This article has been corrected to reflect the comments of David Turner below.
The decision was perhaps inevitable but that makes it no less shameful.
On Thursday morning, Shropshire Councillors voted by 43 votes to 23 to keep back more than half a million pounds of government money that was due to town and parish councils around the county.
The votes was on party lines with Labour and the independents voting for a Lib Dem amendment to dip into Shropshire Council’s reserves to ensure that local councils would get the money promised them by central government. All the Conservatives voted against the amendment. In doing so, they supported Shropshire Council retaining money that does not rightfully belong to it (how councillors voted).
Last week, I published a letter from local government minister Kris Hopkins urging council leaders to pass the money on. This was raised during the meeting but was ignored by the 43 members that favoured taking money from parish councils.
The two members of the public who asked questions on this topic were treated shamefully.
During public questions, Rosemary Abbiss spoke for the Shropshire Association Local Councils.

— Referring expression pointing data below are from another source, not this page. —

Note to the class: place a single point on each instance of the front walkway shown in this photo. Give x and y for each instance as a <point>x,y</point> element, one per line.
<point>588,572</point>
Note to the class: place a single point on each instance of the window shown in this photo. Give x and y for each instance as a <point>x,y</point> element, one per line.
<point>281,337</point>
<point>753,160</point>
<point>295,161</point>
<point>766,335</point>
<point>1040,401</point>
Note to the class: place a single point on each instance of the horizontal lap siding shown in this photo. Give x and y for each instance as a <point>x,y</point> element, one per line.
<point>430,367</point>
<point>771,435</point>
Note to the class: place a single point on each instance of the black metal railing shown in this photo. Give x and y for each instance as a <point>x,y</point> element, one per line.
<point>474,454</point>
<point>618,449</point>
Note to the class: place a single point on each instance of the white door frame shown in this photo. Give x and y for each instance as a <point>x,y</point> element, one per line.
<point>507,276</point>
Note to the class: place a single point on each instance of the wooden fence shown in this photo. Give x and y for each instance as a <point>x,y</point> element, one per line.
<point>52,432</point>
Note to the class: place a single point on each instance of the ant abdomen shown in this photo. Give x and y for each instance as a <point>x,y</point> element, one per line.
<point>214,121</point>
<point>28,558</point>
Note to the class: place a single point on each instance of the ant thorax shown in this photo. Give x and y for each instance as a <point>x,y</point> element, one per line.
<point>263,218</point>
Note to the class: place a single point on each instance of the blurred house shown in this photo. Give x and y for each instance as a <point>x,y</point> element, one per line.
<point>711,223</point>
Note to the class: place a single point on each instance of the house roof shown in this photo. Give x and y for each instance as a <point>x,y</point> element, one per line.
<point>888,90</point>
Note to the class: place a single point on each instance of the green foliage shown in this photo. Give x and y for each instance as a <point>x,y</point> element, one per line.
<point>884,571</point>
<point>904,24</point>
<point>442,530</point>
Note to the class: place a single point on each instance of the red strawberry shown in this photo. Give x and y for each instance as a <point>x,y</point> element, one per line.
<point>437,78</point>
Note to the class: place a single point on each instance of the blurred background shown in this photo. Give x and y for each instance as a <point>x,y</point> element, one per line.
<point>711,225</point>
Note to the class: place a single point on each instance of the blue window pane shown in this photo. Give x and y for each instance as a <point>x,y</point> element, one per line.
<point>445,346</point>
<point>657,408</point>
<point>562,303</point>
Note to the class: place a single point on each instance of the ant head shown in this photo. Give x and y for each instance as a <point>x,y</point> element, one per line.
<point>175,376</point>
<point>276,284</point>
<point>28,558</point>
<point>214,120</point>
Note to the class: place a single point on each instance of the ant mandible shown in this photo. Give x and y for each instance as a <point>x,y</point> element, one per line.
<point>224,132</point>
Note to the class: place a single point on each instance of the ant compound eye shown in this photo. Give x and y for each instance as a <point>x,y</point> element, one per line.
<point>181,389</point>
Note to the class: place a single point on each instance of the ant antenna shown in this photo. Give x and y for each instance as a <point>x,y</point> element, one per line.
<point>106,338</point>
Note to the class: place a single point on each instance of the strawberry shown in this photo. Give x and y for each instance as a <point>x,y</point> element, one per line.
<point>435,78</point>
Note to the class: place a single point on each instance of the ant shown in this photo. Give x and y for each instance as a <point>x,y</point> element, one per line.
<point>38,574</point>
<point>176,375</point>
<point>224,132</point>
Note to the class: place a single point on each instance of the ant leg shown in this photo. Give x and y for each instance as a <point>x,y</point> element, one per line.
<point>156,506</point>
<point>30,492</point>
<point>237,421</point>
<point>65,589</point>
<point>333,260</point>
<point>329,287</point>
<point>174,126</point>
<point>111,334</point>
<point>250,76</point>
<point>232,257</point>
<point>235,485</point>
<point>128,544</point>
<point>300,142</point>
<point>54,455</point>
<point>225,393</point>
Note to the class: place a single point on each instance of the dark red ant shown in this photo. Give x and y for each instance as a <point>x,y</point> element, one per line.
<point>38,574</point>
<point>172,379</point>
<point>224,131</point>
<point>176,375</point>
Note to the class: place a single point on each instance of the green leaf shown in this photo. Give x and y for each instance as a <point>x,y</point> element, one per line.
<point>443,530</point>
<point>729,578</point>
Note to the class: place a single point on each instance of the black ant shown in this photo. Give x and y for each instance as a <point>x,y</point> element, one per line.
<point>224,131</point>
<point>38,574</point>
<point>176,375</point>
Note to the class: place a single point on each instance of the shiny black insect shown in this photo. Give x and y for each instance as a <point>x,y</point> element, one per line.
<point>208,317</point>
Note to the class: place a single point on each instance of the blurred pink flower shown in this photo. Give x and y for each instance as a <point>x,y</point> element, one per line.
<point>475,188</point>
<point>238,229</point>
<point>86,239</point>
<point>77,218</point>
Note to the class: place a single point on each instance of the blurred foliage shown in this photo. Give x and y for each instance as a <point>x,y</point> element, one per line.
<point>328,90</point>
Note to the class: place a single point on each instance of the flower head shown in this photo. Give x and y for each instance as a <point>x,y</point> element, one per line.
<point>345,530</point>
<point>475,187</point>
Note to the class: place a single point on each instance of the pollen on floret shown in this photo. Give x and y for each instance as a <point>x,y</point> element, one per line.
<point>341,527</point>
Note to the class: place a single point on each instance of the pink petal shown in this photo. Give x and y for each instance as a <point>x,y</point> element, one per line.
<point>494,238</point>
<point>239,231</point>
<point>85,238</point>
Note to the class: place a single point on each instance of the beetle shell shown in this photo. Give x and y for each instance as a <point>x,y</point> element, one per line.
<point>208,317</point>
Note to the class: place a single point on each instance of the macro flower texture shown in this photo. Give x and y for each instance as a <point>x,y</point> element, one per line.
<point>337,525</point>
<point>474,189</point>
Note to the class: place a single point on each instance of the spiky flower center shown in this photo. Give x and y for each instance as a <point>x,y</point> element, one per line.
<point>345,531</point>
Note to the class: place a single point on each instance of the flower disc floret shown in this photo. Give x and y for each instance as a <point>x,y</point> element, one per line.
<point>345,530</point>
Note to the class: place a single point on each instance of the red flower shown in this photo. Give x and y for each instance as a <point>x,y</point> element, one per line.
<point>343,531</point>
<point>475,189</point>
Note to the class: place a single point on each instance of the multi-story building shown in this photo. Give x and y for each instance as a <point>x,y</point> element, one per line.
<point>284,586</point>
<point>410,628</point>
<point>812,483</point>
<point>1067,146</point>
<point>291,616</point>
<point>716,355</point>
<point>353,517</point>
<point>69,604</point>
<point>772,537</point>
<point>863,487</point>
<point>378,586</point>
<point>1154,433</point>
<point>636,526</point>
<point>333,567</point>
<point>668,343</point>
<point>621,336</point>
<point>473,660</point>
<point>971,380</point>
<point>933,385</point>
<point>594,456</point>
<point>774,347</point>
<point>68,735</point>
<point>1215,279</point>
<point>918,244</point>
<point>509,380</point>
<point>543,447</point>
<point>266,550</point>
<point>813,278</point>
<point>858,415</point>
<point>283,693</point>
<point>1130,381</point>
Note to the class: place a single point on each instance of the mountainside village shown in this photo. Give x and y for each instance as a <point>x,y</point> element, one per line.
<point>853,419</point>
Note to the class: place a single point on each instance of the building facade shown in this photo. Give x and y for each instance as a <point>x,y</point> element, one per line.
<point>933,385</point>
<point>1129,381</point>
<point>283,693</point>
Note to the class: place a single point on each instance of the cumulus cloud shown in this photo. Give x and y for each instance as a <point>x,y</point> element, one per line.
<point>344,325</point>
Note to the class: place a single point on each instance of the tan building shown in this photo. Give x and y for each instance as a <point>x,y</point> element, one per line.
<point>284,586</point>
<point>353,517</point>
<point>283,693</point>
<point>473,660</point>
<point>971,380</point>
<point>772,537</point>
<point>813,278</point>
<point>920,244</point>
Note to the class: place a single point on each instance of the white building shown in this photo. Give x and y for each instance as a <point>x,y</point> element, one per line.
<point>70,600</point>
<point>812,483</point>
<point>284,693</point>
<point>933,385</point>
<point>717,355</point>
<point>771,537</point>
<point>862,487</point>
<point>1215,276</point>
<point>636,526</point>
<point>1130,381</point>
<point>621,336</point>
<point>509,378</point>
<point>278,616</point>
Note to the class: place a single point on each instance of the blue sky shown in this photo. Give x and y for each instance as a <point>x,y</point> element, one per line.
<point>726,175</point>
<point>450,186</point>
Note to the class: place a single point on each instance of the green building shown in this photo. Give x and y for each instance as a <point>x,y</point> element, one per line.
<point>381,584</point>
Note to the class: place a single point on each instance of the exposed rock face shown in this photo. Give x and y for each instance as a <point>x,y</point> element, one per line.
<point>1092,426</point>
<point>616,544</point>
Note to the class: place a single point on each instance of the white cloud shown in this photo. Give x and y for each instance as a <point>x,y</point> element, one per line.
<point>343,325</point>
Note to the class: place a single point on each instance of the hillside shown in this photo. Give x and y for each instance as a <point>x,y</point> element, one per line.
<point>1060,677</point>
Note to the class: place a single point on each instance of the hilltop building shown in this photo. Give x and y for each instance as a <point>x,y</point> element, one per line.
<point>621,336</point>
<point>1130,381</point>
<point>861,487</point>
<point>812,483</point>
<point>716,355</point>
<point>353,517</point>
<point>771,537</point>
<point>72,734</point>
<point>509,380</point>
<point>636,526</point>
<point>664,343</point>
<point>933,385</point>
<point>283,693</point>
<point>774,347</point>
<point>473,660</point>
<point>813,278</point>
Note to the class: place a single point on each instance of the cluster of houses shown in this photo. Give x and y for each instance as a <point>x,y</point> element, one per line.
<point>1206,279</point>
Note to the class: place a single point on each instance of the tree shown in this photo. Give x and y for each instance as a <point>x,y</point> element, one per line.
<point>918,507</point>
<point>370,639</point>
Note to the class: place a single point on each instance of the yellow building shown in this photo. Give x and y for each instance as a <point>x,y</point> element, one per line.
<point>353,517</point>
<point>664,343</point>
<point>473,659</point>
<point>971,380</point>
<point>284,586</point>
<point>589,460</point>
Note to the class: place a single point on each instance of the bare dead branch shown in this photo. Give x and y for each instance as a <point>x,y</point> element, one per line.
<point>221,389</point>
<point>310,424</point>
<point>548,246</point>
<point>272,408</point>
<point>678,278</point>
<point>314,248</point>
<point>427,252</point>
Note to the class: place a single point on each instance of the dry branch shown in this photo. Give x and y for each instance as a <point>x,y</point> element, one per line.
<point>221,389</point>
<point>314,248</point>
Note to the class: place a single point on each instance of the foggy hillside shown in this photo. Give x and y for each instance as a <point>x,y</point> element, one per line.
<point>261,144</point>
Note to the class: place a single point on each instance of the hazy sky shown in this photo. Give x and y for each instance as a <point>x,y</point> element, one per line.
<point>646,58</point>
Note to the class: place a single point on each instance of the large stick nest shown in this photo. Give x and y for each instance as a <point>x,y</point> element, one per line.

She asked how Shropshire Council was going to react to the Kris Hopkins letter and how it is planning to work with town and parish councils in the future. Portfolio holder for finance Mike Owen replied:
What I propose to do is to think about the question outside of this gathering and formally write to you in writing my response.
David Cooper from Bridgnorth said there are main ways in which savings could be made. He raised the Kris Hopkins letter. Seeking a “yes or no” response, Mr Cooper asked if Mike Owen was absolutely sure that going against the government’s wishes over the Council Tax Support Grant is the only realistic way this council can balance its books. Mike Owen replied:
It is a very important subject and a lot of consultation has gone on. But like the previous speaker, I think it’s important I take away your comments and observations and formally reply on behalf of myself to you outside this meeting.
These are inappropriate responses. Imagine if David Cameron stood up in Prime Minister’s Questions and told opposition members that he would go away, think and write back on an item relating to the national budget. There would be uproar. People would claim that the prime minister was not up to the job and was denying democratic debate. And of course, in the Shropshire Council case, the decision on parish council funding has been made long before Rosemary Abbiss and David Cooper get their written responses.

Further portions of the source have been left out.